MP Gallant inspecting the extent of the Ottawa River flooding in Horton.

Why are Trudeau Liberals Aiming for Annual Flooding of the Ottawa River?

New rules are coming that will make flooding on the Ottawa River a regular occurrence.

Legislation now before the Senate, shoved through the elected House of Commons without proper debate, will prevent dam operators on the Ottawa River from protecting property owners from flooding.

Ontario Power Generation (OPG), looked at its generation portfolio on hydro power, and determined that it “would take an 80 per cent instantaneous passage of flow as a principle for meeting the objectives of the new definition of fish habitat in Bill C-68.”

Ontario Power Generation modelled one of the outcomes of the legislative changes contained in Bill C-68. OPG testified before Parliament that had the new rules been in place during this year’s flooding:

“We had the capacity to hold water on the watershed with our water management plans. We have detailed some impacts. One of the outcomes was that the city of Montreal would have been under a metre more of water if we had not had the ability to store water on the watershed because of flooding in the Great Lakes.”

What little authorities can do to control the Ottawa River levels will be removed by Bill C-68.

In expert testimony from Anne-Raphaëlle Audouin, President, WaterPower Canada and the Canadian Electricity Association, the Senate Committee reviewing C-68 was told, “If Bill C-68 is passed in its current form, its impact on our industry’s ability to operate its current stations and build new ones will be catastrophic.”

Many laws regulate water and water use.

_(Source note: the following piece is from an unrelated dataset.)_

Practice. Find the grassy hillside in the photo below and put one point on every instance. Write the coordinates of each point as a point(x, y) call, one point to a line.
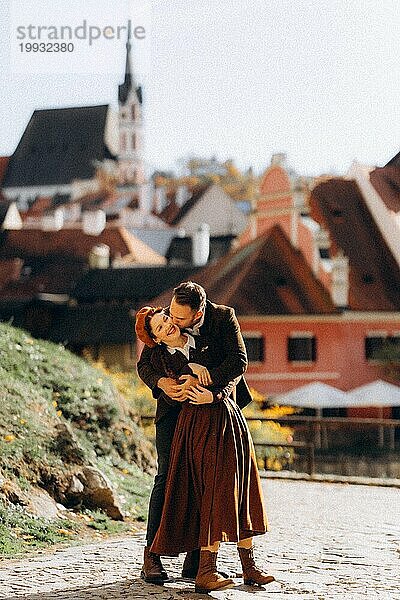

The Fisheries Act remains the only Federal legislation that directly addresses the protection and conservation of fish and fish habitat. Enacted in 1868, the Act is one of Canada’s oldest pieces of legislation.

The Fisheries Act has a significant scope of application to a wide variety of undertakings that directly or indirectly involve water, ranging from hydroelectric projects to wetland use and fish habitat management.

The Fisheries Act has a significant scope of application to a wide variety of undertakings that directly or indirectly involve water, ranging from hydroelectric projects to wetland use and fish habitat management.

Bill C-68, An Act to amend the Fisheries Act and other Acts in consequence greatly expands the power and reach of government by an expanded definition of “habitat” that, for the first time, explicitly includes the concept of water flow.

The inclusion of water flow suggests that habitat may be harmfully altered, for the purposes of the Act, even by temporary alteration or impairment of water flow in any water body where fish are known to exist. This is true whether or not that water body is natural or artificial.

The Federal Government may not control the weather, but it can certainly refrain from making flooding worse. More misguided Liberal policy will add to the suffering property owners face with annual flooded properties.